5. First Aid Kit, The Lion’s Roar. The second album from Swedish sisters Klara and Johanna Söderberg, barely into their 20s, arrived at the beginning of the year. Reviewed by me earlier here, it’s a pitch-perfect concoction of dreamy Americana, draped, carefully, in the cloak of melancholia.
4. Metz, Metz. The talk of the town at this year’s CMJ – see my review earlier here – the trio from Toronto produce a torrent of visceral noise fuelled by the adrenalin of undiluted but carefully channeled youth.

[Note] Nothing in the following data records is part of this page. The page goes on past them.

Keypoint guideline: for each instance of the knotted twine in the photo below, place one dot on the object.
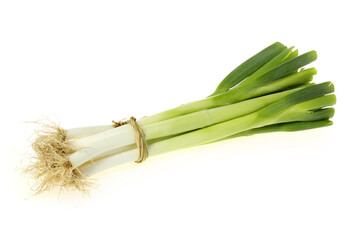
(139, 137)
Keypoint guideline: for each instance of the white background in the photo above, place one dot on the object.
(89, 62)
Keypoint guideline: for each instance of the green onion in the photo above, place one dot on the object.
(269, 92)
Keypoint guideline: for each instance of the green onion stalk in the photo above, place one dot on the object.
(269, 92)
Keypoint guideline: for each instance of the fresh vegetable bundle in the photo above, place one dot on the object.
(269, 92)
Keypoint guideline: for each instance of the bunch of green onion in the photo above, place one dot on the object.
(269, 92)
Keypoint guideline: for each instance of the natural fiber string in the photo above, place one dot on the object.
(139, 137)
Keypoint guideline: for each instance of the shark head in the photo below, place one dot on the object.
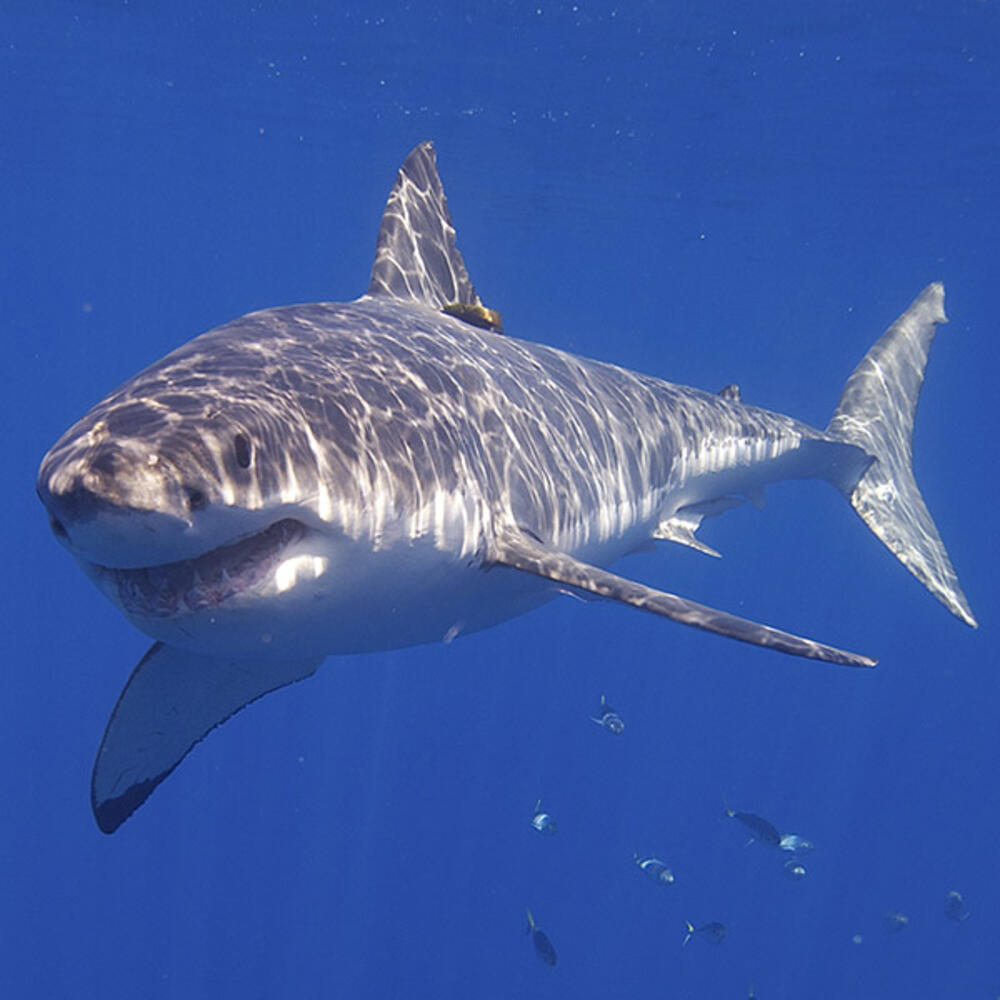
(193, 492)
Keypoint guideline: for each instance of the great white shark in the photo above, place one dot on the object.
(345, 477)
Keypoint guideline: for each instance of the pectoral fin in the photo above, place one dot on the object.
(171, 701)
(518, 549)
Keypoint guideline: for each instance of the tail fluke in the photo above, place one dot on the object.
(876, 413)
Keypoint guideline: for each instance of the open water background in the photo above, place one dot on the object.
(705, 192)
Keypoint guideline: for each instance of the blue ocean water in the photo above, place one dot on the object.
(708, 194)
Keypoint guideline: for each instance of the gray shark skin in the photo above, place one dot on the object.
(346, 477)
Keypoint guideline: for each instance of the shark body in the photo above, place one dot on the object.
(347, 477)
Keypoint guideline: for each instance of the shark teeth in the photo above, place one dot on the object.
(205, 582)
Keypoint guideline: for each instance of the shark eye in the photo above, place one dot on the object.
(241, 445)
(196, 499)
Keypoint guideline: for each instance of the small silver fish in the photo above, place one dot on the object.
(654, 869)
(763, 831)
(543, 822)
(794, 844)
(794, 869)
(712, 932)
(609, 718)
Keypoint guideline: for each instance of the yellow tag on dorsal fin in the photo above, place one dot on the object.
(477, 315)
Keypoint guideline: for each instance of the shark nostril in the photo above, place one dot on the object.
(196, 499)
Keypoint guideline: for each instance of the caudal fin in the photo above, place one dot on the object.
(876, 413)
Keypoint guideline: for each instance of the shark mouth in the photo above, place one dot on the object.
(204, 582)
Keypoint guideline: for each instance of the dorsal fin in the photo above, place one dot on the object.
(416, 258)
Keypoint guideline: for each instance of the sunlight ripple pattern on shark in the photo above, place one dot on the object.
(347, 477)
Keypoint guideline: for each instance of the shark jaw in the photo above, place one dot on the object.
(208, 581)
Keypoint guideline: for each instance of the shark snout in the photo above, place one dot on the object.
(115, 506)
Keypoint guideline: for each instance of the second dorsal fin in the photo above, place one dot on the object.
(417, 258)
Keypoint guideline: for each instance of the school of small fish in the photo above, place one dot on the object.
(762, 831)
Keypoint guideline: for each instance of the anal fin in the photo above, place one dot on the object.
(517, 549)
(681, 526)
(172, 700)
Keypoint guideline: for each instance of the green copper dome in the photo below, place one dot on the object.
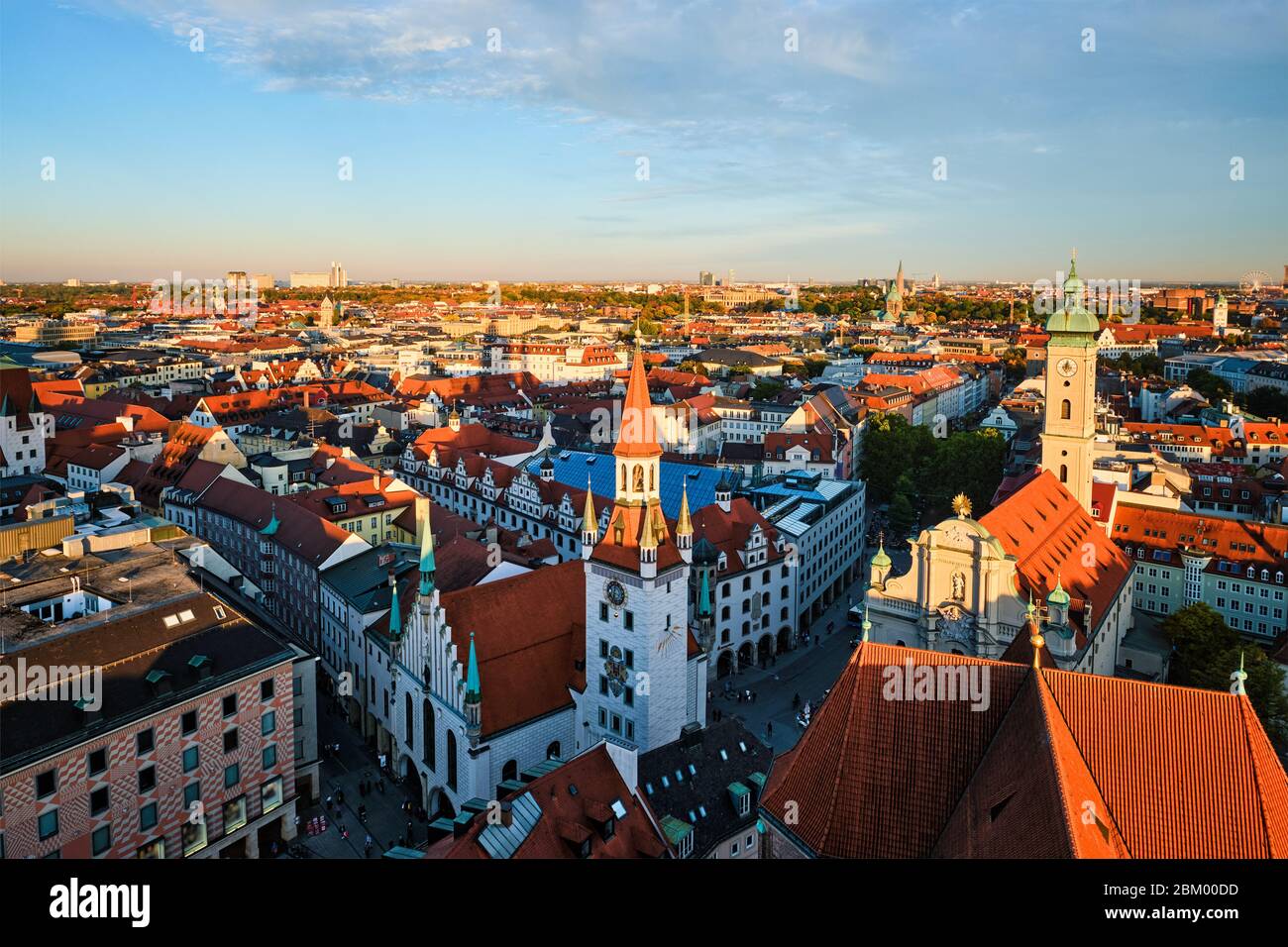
(1073, 317)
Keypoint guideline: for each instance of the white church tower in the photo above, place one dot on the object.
(1069, 425)
(642, 688)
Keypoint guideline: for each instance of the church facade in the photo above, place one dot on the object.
(971, 582)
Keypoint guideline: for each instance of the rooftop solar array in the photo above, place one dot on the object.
(574, 467)
(502, 841)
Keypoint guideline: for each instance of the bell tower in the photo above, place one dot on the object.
(639, 688)
(1069, 425)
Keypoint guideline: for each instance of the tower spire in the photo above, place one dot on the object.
(426, 560)
(394, 609)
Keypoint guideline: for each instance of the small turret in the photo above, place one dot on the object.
(426, 566)
(724, 492)
(394, 609)
(684, 528)
(589, 525)
(880, 564)
(473, 698)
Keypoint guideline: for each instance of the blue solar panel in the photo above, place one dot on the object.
(574, 467)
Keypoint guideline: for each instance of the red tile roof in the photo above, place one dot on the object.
(576, 801)
(1052, 536)
(1170, 772)
(528, 634)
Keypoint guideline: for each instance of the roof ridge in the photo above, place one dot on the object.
(1047, 697)
(1244, 709)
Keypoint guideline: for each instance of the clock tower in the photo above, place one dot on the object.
(640, 684)
(1069, 427)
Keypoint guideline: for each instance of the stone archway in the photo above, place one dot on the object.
(441, 804)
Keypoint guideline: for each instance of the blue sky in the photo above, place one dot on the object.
(520, 162)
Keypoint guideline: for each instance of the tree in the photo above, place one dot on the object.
(1207, 651)
(1267, 402)
(1209, 385)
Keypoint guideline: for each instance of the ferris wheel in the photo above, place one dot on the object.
(1253, 279)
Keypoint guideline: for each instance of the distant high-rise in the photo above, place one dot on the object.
(334, 278)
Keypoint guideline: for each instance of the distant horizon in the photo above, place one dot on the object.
(562, 141)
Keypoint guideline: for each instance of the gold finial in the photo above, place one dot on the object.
(1037, 641)
(684, 525)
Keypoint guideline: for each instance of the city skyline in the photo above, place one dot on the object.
(523, 162)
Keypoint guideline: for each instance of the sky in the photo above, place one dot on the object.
(629, 140)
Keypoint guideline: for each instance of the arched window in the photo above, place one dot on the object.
(451, 759)
(428, 732)
(410, 720)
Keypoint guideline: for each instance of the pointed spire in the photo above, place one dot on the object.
(684, 525)
(648, 539)
(472, 676)
(394, 609)
(426, 560)
(589, 521)
(636, 433)
(704, 595)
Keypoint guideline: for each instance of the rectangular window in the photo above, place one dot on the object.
(47, 825)
(102, 839)
(235, 814)
(270, 793)
(97, 762)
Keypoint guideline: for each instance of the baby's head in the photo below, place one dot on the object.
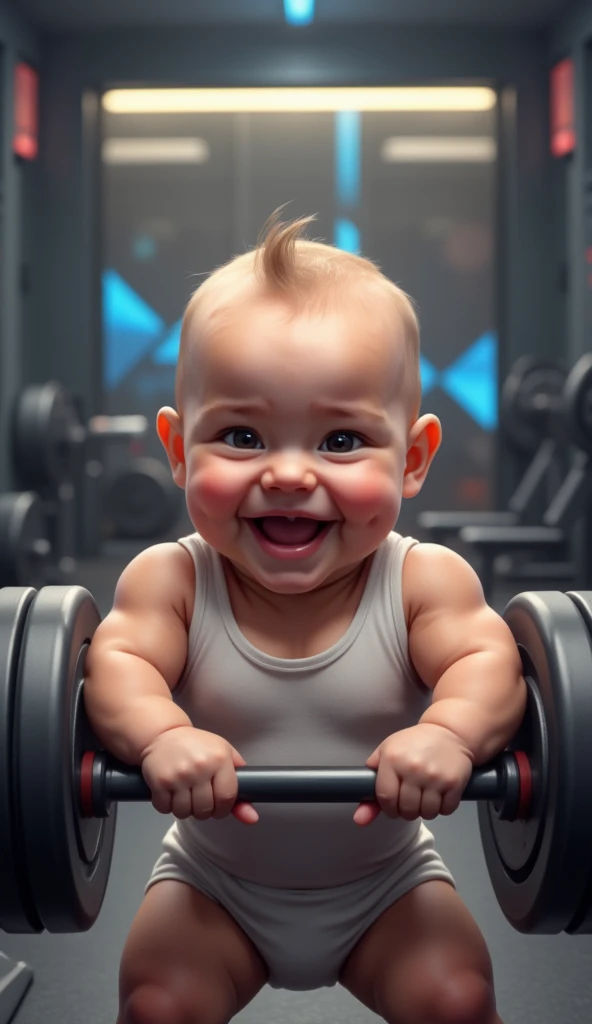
(298, 393)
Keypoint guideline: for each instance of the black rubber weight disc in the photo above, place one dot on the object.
(46, 424)
(582, 923)
(541, 893)
(142, 501)
(16, 908)
(25, 546)
(68, 857)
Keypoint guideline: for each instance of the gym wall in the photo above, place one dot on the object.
(16, 196)
(65, 339)
(573, 193)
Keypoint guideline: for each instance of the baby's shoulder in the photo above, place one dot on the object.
(435, 576)
(162, 574)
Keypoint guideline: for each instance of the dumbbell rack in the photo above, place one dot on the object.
(15, 978)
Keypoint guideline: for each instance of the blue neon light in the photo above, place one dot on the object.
(299, 11)
(347, 156)
(130, 328)
(346, 236)
(472, 381)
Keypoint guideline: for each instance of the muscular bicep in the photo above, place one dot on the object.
(149, 617)
(449, 619)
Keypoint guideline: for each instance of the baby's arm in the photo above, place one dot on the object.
(138, 652)
(462, 650)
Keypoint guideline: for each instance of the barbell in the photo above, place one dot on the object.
(59, 792)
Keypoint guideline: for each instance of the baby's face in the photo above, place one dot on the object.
(295, 435)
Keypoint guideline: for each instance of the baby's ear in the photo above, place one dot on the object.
(169, 429)
(423, 442)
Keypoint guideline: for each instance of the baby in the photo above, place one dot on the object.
(295, 628)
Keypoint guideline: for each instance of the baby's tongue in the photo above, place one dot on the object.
(281, 530)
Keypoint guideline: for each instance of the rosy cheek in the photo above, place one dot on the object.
(215, 485)
(367, 492)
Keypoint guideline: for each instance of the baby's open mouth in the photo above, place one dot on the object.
(281, 529)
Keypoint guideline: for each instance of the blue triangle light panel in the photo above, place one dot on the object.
(299, 11)
(472, 381)
(130, 329)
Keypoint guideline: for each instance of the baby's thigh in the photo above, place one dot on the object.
(185, 961)
(424, 958)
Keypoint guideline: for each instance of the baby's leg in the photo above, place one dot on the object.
(185, 962)
(424, 962)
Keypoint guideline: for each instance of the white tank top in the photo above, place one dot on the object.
(332, 709)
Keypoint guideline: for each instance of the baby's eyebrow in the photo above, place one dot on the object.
(240, 407)
(350, 411)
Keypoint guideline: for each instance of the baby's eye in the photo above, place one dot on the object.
(342, 441)
(243, 438)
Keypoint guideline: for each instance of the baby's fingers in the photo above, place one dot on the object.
(366, 813)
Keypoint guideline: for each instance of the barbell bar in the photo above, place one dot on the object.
(55, 861)
(104, 780)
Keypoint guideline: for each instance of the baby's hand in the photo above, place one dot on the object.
(192, 773)
(421, 772)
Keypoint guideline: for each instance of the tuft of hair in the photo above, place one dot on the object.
(304, 273)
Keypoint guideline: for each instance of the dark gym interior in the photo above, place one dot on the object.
(477, 202)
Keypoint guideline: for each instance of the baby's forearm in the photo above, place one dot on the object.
(129, 705)
(480, 699)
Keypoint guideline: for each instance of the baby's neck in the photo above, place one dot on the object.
(310, 604)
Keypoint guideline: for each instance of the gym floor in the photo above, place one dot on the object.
(539, 979)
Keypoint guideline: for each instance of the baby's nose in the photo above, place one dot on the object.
(290, 471)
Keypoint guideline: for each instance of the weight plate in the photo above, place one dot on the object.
(582, 922)
(578, 402)
(531, 387)
(25, 547)
(142, 501)
(17, 911)
(68, 858)
(540, 888)
(46, 433)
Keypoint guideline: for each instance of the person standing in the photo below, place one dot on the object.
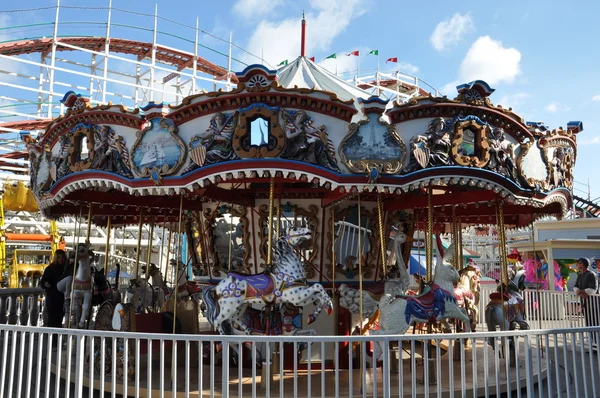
(586, 285)
(54, 298)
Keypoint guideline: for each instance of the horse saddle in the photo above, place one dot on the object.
(425, 299)
(497, 297)
(258, 285)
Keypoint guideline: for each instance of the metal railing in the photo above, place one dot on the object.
(44, 362)
(21, 306)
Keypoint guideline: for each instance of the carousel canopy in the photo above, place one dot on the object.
(304, 73)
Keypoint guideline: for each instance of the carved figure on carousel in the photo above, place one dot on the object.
(111, 154)
(214, 144)
(286, 283)
(438, 302)
(431, 149)
(82, 286)
(60, 166)
(305, 142)
(144, 296)
(506, 309)
(502, 155)
(350, 297)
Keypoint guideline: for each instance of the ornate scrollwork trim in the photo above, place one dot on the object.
(482, 137)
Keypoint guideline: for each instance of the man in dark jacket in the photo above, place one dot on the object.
(586, 285)
(54, 299)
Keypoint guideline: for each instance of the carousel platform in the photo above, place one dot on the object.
(406, 375)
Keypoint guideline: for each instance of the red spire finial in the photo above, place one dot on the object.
(303, 39)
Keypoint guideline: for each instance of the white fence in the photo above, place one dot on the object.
(41, 362)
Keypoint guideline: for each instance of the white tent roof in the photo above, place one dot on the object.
(304, 73)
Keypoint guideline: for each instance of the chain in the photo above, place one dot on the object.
(429, 236)
(382, 239)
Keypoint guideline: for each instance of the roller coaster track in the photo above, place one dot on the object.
(142, 50)
(589, 207)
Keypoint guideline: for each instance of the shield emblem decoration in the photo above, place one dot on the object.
(198, 152)
(421, 154)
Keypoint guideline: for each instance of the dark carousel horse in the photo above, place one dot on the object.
(506, 310)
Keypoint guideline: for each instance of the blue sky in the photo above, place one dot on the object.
(540, 56)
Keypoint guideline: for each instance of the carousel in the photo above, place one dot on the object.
(297, 199)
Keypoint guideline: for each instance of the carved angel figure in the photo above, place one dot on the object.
(305, 142)
(431, 149)
(502, 155)
(110, 152)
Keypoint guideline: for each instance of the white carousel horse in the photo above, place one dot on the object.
(144, 296)
(82, 288)
(286, 283)
(350, 297)
(438, 302)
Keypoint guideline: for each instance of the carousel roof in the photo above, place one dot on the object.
(303, 73)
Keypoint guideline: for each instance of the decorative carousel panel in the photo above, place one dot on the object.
(81, 147)
(533, 167)
(158, 150)
(60, 154)
(372, 143)
(352, 238)
(398, 250)
(228, 235)
(470, 143)
(306, 142)
(502, 155)
(291, 215)
(258, 133)
(40, 160)
(214, 144)
(431, 149)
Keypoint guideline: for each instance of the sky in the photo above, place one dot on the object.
(540, 56)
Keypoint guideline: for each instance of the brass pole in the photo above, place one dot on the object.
(137, 255)
(429, 236)
(382, 239)
(270, 222)
(360, 291)
(106, 250)
(168, 254)
(175, 281)
(333, 247)
(78, 231)
(455, 240)
(149, 255)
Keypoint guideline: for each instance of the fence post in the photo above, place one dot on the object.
(79, 360)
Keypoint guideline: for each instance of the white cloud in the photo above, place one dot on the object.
(489, 60)
(450, 31)
(513, 100)
(557, 107)
(280, 40)
(252, 9)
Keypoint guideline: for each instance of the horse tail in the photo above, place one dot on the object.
(212, 307)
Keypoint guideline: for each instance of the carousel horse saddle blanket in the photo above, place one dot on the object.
(258, 285)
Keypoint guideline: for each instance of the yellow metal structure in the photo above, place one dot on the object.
(27, 267)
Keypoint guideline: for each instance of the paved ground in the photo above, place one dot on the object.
(568, 374)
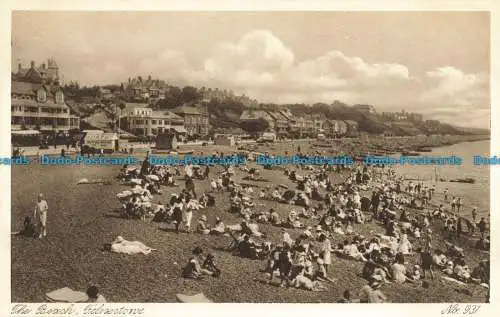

3. Dexys, One Day I’m Going To Soar. News that Kevin Rowland and Dexys were about to resurface with a new album and an accompanying tour was met, understandably, with skepticism and trepidation. Remarkably, as I reported earlier here, both were a minor sensation. A glorious and painfully honest album that continues to glow.
2. Frank Ocean, Channel Orange. In an ever so slightly disappointing year, this is the one album on everyone’s end of year list. Reviewed by me earlier here, this is as lyrically complex as it is musically sophisticated. And its genre-hopping confidence suggests that an heir to the regal Prince might finally have emerged.
1. Katie Kim, Cover & Flood. When this album came out last February it somewhat slipped under the radar. Which is most unfair as, as I wrote in my earlier review here, Katie Kim pulls off the significant feat of being as remarkable in the studio as she is on stage. And this, her second album, is a hauntingly evocative work that conjures up an impressively moody dreamscape.